St Regis Dubai’s considerable success could almost be mistaken for a piece of unofficial PR for Dubai, an arena criticised at times for what has been described as its overbearing culture and favouring of conspicuous consumption.

St Regis, the first four-star luxury hotel to open in the UAE and chosen to open the £800m Jumeirah by Emirates hotel along with the Shangri-La, is clearly at the centre of a luxury trend that is gathering momentum in the Gulf and is spreading across Europe, the US and Asia.

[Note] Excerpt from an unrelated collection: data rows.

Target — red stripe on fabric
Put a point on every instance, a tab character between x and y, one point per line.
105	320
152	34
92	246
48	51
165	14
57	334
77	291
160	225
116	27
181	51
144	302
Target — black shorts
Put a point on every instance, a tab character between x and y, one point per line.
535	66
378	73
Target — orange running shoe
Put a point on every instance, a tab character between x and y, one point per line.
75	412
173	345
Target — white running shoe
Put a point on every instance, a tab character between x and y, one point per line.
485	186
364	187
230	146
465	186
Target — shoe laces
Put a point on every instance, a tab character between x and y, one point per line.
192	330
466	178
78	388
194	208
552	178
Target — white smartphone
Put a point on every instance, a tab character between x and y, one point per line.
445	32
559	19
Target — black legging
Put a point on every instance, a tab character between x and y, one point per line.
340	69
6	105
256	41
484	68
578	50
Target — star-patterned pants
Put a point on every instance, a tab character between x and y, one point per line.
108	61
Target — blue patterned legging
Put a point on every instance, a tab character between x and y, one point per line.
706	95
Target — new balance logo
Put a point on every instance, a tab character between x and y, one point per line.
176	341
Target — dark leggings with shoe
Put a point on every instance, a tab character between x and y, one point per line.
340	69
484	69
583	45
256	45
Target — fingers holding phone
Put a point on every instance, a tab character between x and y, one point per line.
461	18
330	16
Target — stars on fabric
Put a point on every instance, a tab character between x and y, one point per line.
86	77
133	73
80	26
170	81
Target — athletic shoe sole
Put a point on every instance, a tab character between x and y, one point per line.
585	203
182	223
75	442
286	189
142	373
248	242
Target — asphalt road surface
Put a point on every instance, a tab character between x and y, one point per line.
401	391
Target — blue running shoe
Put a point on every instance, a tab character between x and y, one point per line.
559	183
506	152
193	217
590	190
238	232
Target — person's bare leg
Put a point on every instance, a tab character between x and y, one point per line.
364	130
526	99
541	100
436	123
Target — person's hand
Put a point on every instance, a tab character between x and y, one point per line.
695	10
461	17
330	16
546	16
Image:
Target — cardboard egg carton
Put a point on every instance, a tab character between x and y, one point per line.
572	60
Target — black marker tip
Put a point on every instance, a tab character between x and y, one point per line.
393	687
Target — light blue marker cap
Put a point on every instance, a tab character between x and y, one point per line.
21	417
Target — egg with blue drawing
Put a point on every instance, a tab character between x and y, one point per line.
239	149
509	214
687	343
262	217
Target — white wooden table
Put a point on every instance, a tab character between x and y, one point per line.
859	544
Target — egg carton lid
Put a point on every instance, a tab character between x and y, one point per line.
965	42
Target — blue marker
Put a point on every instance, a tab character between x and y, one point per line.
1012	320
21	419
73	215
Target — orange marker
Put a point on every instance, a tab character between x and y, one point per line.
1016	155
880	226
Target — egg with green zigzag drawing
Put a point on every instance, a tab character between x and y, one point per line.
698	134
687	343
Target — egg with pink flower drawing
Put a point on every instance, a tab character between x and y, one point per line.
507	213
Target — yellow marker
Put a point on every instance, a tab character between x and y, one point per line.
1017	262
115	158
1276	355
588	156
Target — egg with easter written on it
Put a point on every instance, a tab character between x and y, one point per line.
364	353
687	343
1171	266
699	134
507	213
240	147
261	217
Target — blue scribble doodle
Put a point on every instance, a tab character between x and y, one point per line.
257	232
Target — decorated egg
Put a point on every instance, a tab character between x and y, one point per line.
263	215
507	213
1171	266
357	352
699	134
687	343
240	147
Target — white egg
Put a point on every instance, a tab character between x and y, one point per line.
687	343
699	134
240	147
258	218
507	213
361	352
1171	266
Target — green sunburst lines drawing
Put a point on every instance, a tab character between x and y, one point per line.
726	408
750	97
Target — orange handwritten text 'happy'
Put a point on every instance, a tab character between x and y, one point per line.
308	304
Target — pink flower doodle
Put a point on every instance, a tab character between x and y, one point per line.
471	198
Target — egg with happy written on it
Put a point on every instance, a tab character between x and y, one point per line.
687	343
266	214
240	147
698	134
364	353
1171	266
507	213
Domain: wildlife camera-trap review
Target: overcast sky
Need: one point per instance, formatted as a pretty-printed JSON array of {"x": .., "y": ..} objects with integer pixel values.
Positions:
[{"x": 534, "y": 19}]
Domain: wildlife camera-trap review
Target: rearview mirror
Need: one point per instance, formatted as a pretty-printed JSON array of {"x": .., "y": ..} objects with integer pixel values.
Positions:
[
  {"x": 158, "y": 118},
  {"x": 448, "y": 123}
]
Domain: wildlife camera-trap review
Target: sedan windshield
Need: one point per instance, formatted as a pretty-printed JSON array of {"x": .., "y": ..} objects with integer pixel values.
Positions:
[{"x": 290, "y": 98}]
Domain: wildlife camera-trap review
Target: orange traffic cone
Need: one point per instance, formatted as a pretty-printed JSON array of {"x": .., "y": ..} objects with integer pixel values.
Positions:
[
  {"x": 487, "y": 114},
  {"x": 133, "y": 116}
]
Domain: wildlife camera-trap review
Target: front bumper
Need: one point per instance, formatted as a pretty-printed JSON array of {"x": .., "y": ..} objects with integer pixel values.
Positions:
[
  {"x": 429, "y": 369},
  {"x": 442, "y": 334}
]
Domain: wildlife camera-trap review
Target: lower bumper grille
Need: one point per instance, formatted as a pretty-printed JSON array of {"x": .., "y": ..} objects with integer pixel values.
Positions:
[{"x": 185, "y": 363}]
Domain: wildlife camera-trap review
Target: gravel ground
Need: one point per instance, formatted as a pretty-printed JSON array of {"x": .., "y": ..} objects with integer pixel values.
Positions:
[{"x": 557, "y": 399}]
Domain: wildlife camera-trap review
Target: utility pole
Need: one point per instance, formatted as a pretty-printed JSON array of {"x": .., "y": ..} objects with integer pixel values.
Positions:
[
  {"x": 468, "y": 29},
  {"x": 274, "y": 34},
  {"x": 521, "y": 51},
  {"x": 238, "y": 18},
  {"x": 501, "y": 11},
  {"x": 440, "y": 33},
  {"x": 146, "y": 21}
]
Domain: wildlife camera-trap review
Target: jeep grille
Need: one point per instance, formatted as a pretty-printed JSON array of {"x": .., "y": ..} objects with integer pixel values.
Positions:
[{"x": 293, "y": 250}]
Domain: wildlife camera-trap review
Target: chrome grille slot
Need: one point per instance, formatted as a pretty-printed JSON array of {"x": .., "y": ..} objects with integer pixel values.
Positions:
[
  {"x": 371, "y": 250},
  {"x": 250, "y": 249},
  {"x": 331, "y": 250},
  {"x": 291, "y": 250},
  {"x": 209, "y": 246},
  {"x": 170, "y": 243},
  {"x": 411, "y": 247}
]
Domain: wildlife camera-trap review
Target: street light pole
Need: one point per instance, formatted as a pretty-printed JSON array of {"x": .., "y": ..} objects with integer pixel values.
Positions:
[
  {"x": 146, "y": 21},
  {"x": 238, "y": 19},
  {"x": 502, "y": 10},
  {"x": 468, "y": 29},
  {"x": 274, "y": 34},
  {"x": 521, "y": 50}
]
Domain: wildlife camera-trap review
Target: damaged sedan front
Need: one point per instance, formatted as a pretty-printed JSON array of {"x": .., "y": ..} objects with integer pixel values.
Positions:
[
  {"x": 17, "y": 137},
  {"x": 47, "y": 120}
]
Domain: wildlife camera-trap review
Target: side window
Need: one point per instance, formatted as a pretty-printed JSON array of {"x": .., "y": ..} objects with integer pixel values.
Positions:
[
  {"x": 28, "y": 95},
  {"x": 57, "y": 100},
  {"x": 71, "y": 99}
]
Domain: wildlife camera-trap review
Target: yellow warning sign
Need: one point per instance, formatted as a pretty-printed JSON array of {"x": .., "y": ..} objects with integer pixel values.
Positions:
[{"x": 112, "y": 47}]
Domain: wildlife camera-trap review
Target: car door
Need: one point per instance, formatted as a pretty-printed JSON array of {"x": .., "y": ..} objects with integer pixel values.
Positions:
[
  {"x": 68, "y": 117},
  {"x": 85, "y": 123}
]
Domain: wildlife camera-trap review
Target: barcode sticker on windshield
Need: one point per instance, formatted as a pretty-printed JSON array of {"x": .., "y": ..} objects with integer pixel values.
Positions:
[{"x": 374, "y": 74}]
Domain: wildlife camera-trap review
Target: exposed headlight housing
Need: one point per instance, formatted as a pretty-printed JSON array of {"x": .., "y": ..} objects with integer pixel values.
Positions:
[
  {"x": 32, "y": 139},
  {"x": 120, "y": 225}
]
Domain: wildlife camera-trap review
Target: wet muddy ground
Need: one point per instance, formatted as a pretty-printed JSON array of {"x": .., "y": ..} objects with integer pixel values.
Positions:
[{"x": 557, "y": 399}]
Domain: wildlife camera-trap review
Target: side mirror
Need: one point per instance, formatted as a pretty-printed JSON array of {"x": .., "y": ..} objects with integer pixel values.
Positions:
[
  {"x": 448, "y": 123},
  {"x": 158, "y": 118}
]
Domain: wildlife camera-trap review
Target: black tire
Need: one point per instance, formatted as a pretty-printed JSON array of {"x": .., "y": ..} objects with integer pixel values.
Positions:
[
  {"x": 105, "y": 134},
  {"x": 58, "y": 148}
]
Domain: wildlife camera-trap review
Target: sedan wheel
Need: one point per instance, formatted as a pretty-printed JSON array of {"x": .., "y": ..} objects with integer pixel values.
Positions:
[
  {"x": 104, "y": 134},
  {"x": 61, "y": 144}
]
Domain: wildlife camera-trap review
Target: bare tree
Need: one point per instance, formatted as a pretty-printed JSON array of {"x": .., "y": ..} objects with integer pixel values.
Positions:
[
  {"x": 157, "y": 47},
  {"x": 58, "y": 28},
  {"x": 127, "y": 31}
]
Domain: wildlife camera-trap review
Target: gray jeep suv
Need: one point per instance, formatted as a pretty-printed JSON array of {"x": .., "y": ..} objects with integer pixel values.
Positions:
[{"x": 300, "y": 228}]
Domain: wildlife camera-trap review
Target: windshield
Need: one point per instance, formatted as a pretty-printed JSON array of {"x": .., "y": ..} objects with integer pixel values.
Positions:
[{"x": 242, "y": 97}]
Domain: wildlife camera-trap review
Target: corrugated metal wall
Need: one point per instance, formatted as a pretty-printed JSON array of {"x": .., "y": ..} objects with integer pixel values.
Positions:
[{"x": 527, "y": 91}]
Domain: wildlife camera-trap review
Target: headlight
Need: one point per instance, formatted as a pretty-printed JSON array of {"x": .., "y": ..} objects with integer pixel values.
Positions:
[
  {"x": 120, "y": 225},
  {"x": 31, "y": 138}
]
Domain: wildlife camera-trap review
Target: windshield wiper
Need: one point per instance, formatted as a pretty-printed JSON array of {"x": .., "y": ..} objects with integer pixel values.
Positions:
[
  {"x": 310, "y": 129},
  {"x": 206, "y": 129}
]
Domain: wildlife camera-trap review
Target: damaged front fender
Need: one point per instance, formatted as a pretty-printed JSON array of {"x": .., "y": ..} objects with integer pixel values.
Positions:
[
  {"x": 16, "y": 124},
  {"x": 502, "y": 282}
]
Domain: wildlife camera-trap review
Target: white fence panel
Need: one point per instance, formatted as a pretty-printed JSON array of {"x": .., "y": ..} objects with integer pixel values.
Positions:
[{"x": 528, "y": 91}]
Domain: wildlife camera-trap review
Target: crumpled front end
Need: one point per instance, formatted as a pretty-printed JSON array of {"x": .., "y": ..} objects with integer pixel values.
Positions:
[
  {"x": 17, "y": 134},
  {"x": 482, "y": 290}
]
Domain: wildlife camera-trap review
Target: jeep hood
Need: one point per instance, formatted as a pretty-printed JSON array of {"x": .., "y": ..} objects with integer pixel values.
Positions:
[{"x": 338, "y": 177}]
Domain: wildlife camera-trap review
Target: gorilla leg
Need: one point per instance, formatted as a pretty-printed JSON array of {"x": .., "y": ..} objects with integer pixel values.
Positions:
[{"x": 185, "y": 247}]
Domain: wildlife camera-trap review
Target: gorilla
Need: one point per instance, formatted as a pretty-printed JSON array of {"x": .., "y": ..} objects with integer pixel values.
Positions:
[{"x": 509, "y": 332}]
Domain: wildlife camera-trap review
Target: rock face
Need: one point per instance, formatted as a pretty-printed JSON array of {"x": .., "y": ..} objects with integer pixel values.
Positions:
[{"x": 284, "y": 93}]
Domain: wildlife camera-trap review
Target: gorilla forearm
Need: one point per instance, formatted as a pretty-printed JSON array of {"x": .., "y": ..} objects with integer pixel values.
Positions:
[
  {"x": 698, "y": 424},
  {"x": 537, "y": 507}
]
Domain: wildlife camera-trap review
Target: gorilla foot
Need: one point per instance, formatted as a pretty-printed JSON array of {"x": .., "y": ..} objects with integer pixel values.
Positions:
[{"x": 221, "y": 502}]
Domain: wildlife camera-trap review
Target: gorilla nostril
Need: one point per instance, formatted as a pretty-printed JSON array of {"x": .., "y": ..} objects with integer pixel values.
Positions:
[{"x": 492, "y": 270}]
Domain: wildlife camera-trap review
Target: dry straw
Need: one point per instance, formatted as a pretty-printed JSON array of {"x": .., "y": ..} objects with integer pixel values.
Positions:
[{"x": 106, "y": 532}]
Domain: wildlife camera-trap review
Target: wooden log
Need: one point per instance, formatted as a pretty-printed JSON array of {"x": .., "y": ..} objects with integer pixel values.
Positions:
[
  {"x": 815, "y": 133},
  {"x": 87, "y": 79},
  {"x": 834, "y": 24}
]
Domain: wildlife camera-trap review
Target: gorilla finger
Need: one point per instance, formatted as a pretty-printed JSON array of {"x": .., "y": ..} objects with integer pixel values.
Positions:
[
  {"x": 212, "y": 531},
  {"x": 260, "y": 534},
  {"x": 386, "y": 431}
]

It is the quintessential emblem of Dubai’s cosmopolitan, fabulously wealthy elite. Having opened just over a year ago, it is already home to a sprinkling of stars like Italian footballers Andrea Pirlo and Antonio Cassano, Prince Albert II and Princess Charlene of Monaco, and new NBA star Carmelo Anthony. It also hosts a football team known as the Dubai Stars Academy, has a nautical theme and the hotel has even bought into a local TV channel.

Diamantis says visitors at St Regis Dubai are drawn by “the Emirates cultural DNA with some low-key elements that make it especially spectacular”.

The gallery space occupies the hotel’s enormous main level. The architect says Dubai’s rulers, and many of the current emiratis still from the emirate’s former rulers, came here as students in the late 1930s and “they have always adored this setting as a place of contemplation and celebration”.

Overseas buyers return here to show off the country’s rich cultural and culinary heritage, and top overseas CEOs from major companies in Asia and the US often take home second homes as well as other luxury furniture and fittings.

A €59m renovation of the Sultan Ahmed Al Jaber International Tower (formerly the Atlantis hotel, which it replaced) brought three lifts to one side of the large complex, making the building’s 12 floors (the tower is 21 floors high) one of the smallest in the world.

“You get this unbelievable experience. I think there is something else,” said St Regis visitor Orly Mizrahi of Paris, who is on a two-month trip with her husband and two-year-old son.

“It’s such a special mix of all these cultures… there’s something here for everyone.”